Ces 3 critiques forment le criticisme kantien. On ne peut donc véritablement comprendre ce passage qu'en faisant référence à ce qu'on
appelle la révolution « copernicienne » de Kant. Cette révolution porte sur une certaine définition de la vérité, de l'objectivité de ce que
Kant critique. C'est une certaine conception de la vérité qui implique l'idée de d'extériorité de l'objet : un tel regard permettrait d'être
objectif... Kant dit que ça ne peut pas marcher ainsi, car on ne peut jamais savoir ce que sont les choses en soi. On peut juste savoir ce
que sont les choses pour nous, la manière dont les choses nous apparaisse : c'est le phénomène (= la chose telle qu'elle nous apparaît)
qu'il faut distinguer de la chose qui serait la chose en soi, à savoir les noumènes. Si on admet qu'on perçoit tout par le temps et l'espace
(catégorisés dans la sensibilité), alors nous n'avons pas accès aux choses en soi, c'est un objectivisme impossible, sauf à sacrifier à toute
idée de vérité. Et, Kant ne se débarrasse pas de la vérité, mais prétend qu'il faut s'y prendre autrement : Le propos consiste à dire que la
seule manière d'attester de la réalité de nos représentations passe par l'argumentation, l'intersubjectivité, le dialogue, la relation aux
autres. Sans inter-subjectivité, communication, on ne peut pas dégager de l'objectivité, de la vérité. La seule manière de vérifier que ce
qu'on dit n'est pas simplement subjectif passe par l'intersubjectivité. Ainsi l'objectivité est inaccessible sans dialogues. On ne peut donc
pas penser sans les autres en raison de la révolution copernicienne kantienne. Kant est à cet égard le premier grand penseur «  laïque »

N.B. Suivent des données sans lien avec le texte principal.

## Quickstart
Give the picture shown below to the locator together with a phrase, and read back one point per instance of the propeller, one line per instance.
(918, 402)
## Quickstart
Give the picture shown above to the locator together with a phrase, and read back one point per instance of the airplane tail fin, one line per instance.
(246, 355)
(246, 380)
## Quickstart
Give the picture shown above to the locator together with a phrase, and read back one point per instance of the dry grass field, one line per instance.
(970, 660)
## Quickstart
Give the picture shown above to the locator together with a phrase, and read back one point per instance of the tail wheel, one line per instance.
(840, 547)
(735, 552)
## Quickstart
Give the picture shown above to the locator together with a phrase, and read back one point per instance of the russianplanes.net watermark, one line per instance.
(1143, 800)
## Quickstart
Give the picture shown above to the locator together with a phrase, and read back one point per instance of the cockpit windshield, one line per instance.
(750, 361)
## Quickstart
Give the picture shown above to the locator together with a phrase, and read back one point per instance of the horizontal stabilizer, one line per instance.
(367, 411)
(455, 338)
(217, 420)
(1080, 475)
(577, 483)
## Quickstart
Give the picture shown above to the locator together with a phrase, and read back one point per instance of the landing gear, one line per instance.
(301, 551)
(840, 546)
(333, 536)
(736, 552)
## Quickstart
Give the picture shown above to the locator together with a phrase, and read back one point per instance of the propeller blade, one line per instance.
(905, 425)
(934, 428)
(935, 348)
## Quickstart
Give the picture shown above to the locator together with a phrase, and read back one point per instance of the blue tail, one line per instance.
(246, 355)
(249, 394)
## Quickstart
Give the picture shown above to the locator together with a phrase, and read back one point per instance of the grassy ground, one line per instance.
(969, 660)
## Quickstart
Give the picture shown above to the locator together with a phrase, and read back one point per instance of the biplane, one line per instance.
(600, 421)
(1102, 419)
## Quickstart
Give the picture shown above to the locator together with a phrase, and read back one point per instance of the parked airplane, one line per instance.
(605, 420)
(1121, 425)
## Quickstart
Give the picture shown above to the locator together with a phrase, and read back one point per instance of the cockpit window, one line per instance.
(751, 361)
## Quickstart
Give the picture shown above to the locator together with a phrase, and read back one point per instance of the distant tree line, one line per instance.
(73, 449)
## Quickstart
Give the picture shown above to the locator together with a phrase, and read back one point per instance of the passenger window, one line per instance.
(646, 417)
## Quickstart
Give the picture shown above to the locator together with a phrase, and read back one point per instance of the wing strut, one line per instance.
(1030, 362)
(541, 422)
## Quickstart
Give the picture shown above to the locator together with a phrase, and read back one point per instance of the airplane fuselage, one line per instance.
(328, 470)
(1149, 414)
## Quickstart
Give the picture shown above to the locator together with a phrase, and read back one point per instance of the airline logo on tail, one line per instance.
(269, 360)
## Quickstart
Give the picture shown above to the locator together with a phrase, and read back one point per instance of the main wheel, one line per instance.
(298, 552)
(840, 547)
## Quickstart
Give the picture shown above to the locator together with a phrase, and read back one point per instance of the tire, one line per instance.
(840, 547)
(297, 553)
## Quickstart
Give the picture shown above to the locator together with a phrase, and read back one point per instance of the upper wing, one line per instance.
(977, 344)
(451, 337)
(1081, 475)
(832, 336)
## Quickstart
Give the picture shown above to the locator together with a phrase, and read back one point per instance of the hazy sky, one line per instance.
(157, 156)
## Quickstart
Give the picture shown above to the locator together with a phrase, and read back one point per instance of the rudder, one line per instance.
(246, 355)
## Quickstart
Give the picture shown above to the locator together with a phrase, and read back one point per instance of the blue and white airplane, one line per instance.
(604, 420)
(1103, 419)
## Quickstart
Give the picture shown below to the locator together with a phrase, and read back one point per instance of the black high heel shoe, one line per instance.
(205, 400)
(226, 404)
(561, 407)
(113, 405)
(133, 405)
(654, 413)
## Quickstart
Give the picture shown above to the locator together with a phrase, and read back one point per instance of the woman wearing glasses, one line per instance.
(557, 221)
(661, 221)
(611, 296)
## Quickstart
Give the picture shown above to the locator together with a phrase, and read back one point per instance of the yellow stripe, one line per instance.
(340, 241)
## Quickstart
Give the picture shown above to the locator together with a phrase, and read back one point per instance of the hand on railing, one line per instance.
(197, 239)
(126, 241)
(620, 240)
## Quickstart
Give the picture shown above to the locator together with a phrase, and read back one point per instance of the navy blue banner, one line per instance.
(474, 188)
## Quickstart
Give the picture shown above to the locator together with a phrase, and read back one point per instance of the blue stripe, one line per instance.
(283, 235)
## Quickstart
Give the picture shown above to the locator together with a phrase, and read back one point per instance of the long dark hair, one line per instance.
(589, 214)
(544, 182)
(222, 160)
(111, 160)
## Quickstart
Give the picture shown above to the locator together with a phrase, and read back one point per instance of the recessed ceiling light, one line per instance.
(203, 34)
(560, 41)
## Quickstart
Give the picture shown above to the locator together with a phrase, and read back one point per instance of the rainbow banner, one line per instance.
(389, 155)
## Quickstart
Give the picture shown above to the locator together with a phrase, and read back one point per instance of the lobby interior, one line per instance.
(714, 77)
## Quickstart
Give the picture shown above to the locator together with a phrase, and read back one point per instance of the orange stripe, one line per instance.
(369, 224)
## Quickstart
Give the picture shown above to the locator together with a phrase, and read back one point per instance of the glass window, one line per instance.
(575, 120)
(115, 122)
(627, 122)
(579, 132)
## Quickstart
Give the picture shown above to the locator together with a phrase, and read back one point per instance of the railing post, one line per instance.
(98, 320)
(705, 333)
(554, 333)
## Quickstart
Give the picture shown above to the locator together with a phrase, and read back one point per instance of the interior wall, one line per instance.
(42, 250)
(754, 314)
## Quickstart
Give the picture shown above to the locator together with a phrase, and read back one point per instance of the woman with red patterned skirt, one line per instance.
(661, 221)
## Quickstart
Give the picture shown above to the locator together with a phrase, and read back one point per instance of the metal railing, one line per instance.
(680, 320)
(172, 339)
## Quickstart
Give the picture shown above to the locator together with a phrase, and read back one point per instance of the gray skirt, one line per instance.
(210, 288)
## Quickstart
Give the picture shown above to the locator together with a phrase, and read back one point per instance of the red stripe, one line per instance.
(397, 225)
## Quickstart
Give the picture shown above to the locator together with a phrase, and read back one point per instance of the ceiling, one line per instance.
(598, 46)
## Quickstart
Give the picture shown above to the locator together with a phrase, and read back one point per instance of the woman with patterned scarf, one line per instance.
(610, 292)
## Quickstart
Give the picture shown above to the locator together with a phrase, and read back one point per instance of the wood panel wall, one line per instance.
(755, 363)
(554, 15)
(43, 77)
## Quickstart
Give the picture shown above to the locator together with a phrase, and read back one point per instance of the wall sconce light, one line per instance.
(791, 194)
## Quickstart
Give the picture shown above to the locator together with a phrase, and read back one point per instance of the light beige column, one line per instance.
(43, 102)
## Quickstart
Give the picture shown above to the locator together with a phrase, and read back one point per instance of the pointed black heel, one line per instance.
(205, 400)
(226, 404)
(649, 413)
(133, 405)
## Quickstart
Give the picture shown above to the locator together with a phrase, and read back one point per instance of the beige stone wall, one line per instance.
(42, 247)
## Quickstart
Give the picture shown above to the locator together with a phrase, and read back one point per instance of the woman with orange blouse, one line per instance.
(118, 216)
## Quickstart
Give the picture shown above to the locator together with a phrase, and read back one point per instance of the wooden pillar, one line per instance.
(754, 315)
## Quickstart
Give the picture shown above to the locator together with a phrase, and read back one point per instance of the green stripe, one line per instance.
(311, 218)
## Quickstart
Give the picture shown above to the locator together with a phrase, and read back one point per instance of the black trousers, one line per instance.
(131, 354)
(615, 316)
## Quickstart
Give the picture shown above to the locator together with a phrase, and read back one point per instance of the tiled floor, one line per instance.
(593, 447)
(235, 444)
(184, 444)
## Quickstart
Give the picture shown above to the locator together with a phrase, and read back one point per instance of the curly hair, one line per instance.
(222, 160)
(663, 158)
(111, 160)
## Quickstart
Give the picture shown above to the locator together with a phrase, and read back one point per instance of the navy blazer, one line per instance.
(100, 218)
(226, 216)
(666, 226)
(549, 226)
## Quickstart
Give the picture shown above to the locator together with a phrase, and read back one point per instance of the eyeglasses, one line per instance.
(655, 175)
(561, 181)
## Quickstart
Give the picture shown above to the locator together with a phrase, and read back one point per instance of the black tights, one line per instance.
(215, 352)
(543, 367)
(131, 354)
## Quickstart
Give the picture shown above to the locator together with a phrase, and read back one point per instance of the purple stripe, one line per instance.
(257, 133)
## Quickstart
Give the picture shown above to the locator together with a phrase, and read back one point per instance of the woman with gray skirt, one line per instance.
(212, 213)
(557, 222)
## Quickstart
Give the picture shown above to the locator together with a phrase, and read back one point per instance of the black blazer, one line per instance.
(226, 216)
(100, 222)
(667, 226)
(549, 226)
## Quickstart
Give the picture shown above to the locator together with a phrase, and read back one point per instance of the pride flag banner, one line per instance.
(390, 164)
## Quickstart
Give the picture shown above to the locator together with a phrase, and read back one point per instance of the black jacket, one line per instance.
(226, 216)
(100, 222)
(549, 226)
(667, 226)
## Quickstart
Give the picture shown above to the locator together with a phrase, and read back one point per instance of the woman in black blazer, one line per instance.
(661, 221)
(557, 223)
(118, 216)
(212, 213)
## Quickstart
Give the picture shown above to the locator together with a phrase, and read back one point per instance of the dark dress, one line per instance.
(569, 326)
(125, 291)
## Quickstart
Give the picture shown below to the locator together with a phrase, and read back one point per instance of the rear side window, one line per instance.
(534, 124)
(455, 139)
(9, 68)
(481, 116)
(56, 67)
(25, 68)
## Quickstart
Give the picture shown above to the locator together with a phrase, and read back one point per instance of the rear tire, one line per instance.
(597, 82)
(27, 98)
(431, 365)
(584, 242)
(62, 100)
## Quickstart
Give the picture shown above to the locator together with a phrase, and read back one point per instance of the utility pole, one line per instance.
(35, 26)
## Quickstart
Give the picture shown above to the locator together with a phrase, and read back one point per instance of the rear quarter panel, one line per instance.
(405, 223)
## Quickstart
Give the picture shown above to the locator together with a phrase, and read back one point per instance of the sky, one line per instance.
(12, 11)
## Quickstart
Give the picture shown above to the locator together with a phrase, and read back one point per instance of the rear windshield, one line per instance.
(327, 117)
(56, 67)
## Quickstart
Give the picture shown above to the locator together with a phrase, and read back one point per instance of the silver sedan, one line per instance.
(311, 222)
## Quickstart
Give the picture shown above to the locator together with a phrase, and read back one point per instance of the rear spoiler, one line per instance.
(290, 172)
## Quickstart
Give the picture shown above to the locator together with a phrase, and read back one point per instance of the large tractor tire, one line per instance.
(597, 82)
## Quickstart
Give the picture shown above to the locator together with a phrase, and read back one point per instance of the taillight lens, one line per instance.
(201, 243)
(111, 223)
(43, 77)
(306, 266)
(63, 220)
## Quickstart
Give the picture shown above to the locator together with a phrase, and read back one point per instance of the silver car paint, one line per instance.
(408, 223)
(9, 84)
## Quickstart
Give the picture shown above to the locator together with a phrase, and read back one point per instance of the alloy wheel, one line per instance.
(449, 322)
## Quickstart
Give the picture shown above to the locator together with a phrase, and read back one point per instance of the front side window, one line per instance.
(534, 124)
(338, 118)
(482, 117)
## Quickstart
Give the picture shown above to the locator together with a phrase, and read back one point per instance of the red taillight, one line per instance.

de l'histoire : enfin, c'est le premier à ne pas avoir besoin de Dieu pour rechercher l'objectivité (contrairement par exemple à Descartes qui
avait besoin de la garantie divine). Dans un monde dans lequel nous vivions encore dans l'évidente réalité religieuse des choses, lorsque
la vérité du monde était garantie d'une manière dogmatique, ce problème ne se posait pas de la même façon. Le monde de la tradition, de
l'hétéronomie, tel qu'on peut l'imaginer est un monde dans lequel on vivait dans l'évidence du sens, c'était le monde religieux. Dès le
« désenchantement du monde », l'évidence du sens s'effondre. Mais, dès lors, ce que vous prenez pour évidence, le voisin d'à côté le
conteste. La grandeur de Kant c'est de partir de la subjectivité, de critiquer le dogmatisme objectivisme (= il n'y a que des représentations
objectives) sans pour autant sonder le dogmatisme subjectivisme (= il n'y a que des représentations subjectives). Il pense à partir de
l'intersubjectivité. Lorsque Kant considère que la seule manière de faire avancer la liberté, c'est l'usage public de la raison, il fait référence
à tout ça. Cette révolution copernicienne kantienne est indispensable afin de comprendre le criticisme kantien.